Well that is a minimum requirement of this node also. To be able to use media devices via Javascript in the browser, Chrome requires a secure connection. And believe me: no ssl = no images or sound! I spend last week a few hours figuring out why my widget didn't work...

Not sure what you mean. You need an SSL connection for the dashboard, as I explained above. This can very easily be setup. Then you arive safely on your Raspberry that has a username/password that everybody on the party needs to know. And you server a very minmalistic dashboard where people can take selfies and send them to your server. Only disadvantage I see, is that everybody needs to specifiy that they trust your self-signed certificate... But perhaps it is better to create a new discussion on Discourse, because I would like to keep this one focussed on media capturing. Otherwise users that are interested in this topic, will get lost in all kind of non-selfie stuff...

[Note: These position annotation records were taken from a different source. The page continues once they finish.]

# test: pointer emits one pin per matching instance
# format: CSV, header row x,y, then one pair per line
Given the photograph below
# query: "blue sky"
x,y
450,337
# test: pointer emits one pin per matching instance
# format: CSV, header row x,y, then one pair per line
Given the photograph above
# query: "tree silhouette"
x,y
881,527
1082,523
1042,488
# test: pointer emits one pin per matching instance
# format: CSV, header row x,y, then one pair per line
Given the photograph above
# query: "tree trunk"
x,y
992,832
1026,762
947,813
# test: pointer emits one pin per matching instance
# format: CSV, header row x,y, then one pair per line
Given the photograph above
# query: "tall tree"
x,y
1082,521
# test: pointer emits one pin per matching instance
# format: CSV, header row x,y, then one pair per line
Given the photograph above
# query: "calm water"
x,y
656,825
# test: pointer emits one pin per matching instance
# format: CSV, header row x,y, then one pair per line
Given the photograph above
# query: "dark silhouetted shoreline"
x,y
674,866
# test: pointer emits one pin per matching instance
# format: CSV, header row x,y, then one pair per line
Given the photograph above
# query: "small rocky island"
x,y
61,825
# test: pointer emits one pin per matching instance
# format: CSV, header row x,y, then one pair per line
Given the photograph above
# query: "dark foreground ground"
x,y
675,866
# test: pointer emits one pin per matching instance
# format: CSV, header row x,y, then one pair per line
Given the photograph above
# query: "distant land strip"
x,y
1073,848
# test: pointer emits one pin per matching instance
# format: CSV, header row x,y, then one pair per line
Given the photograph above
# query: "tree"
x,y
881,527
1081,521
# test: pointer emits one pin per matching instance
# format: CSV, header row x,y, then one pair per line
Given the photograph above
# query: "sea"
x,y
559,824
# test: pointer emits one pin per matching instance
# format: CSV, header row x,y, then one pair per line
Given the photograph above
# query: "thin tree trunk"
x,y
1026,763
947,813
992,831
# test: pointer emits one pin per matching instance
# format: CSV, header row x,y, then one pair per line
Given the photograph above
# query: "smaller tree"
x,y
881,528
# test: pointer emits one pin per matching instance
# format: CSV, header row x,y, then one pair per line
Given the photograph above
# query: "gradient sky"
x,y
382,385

Thanks, I wasn't aware of the ssl constraint with Chrome. I have tested on safari which hasn't this constraint.

The word internet is important. Node-RED is running on a raspberry pi at my home which is connected to the internet and the party is at another place where the people have a mobile phone. So in that setup, a way needs to be foreseen over the internet to securely access my raspberry pi Node-RED flows.

I think that the "setup" link refers to the wrong page.


Set up a Telegram group and get everyone to add pictures to that. You can create a bot that is joined to the group and that will archive the pictures for you.

I guess this means that all people have to install the Telegram app on their mobile phone. I am looking for a solution where they don't need to install any specific apps on their mobile phone.

I have created new discussion for this: see How to communicate with Node-RED server on the edge using a mobile phone via the internet?

Yes, it is true that people would have to install an app. On the other hand, it takes care of all of the security for you and also takes care of the phone interaction and the camera.

The problem with a web interface is that you have to securely configure your Node-RED server for the Internet and then think about who might have access to the web site you are creating. How do you make sure that party-goers images are safe and only shared to other party attendees without things leaking everywhere.

Don't forget that you are effectively committing everyone at the party to having their images shared - even if they don't take any, others may take photo's of them.

You, as the owner of the server, are also taking on a commitment to both keep the data safe and to respond to the wishes of anyone at the party.

Will you password-protect access to the site? In which case, users have to be given the site name, enter that into their phones and the password which they also have to enter.

Using Telegram could actually be easier for people in that case.